Y seguía recordando que en las horas posteriores a la muerte de su esposa, el coronel había acusado a su hijo de asesinarla…
Fue Julian quien acudió a la llamada. Echó un vistazo a la identificación de Monroe, oyó su solicitud de entrevistarse con la señora Bartlett y después se encogió de hombros y abrió la puerta de par en par.
– Está ahí dentro -dijo mientras lo hacía entrar en un salón-. La policía quiere hablar contigo -dijo con indiferencia-. Me voy a mi estudio.
Monroe vio la alarma en el rostro de la mujer, que de inmediato se transformó en alivio cuando su marido anunció su intención de marcharse. Se movió para impedir la salida de Julian.
– Preferiría que no lo hiciera, señor. Lo que tengo que decir afecta a todos los que viven en esta casa.
– A mí no -replicó Julian con frialdad.
– ¿Cómo lo sabe, señor?
– Porque me he enterado este mediodía de lo de esas malditas llamadas telefónicas. -Miró el rostro inexpresivo del sargento-. Ésa es la razón por la que está aquí, ¿no es así?
Monroe echó un vistazo a Eleanor.
– No; no, exactamente.

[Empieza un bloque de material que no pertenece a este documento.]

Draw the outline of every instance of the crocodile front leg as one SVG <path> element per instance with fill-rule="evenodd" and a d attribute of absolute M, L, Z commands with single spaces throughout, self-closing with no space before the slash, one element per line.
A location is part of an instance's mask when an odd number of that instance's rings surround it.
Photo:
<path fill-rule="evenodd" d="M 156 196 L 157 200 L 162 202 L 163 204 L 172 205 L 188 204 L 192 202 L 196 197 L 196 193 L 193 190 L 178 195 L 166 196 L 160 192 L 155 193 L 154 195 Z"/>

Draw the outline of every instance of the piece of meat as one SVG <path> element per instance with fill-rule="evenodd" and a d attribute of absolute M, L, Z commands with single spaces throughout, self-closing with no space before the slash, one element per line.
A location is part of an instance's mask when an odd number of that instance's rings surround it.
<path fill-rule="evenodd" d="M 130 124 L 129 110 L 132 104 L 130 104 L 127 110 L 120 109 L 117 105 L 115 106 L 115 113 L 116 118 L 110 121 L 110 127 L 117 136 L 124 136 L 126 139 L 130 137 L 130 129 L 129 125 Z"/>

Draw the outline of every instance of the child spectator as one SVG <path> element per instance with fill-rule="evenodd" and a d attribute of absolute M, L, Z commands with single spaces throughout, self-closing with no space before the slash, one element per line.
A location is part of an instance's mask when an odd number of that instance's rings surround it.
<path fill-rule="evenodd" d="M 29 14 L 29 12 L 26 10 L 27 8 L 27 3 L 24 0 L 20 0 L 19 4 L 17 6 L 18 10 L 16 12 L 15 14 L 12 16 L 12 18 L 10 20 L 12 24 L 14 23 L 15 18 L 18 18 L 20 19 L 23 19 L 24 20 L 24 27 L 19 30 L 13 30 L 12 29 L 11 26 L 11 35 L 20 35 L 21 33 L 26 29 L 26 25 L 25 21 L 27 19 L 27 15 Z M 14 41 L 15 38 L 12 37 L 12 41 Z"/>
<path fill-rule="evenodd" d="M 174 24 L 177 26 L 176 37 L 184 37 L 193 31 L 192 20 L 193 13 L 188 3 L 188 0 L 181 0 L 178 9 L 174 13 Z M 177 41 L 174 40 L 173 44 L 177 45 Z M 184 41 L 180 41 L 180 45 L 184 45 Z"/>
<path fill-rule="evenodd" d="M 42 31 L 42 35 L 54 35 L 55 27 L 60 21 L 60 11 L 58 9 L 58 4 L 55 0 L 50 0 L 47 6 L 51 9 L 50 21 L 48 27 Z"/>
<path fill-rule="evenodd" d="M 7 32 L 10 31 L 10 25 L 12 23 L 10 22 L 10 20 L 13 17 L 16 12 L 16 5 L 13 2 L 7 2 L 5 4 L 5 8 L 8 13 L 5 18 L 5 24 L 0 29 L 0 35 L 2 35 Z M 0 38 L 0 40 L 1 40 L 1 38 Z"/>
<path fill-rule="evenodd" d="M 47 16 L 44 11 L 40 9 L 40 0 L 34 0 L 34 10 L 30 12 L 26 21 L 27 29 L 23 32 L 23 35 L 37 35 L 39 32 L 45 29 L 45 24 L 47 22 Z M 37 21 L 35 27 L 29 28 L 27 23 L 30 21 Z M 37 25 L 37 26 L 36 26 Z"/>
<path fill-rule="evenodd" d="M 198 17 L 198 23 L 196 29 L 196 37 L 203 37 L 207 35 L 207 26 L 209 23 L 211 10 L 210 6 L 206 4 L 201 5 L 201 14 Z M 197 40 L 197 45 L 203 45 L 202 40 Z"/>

La señora Weldon nos informó de la presencia de un intruso en la granja Shenstead y ella parece creer que su esposa sabe de quién se trata. Eso ocurrió poco después de que el coronel Lockyer-Fox y su abogado la hicieran escuchar varias cintas en las que se oyen las voces de la señora Bartlett y un hombre, que hacen las mismas acusaciones contra el coronel, y la señora Weldon cree que ese individuo es el intruso. Tengo la esperanza de que la señora Bartlett pueda aclararnos algo al respecto.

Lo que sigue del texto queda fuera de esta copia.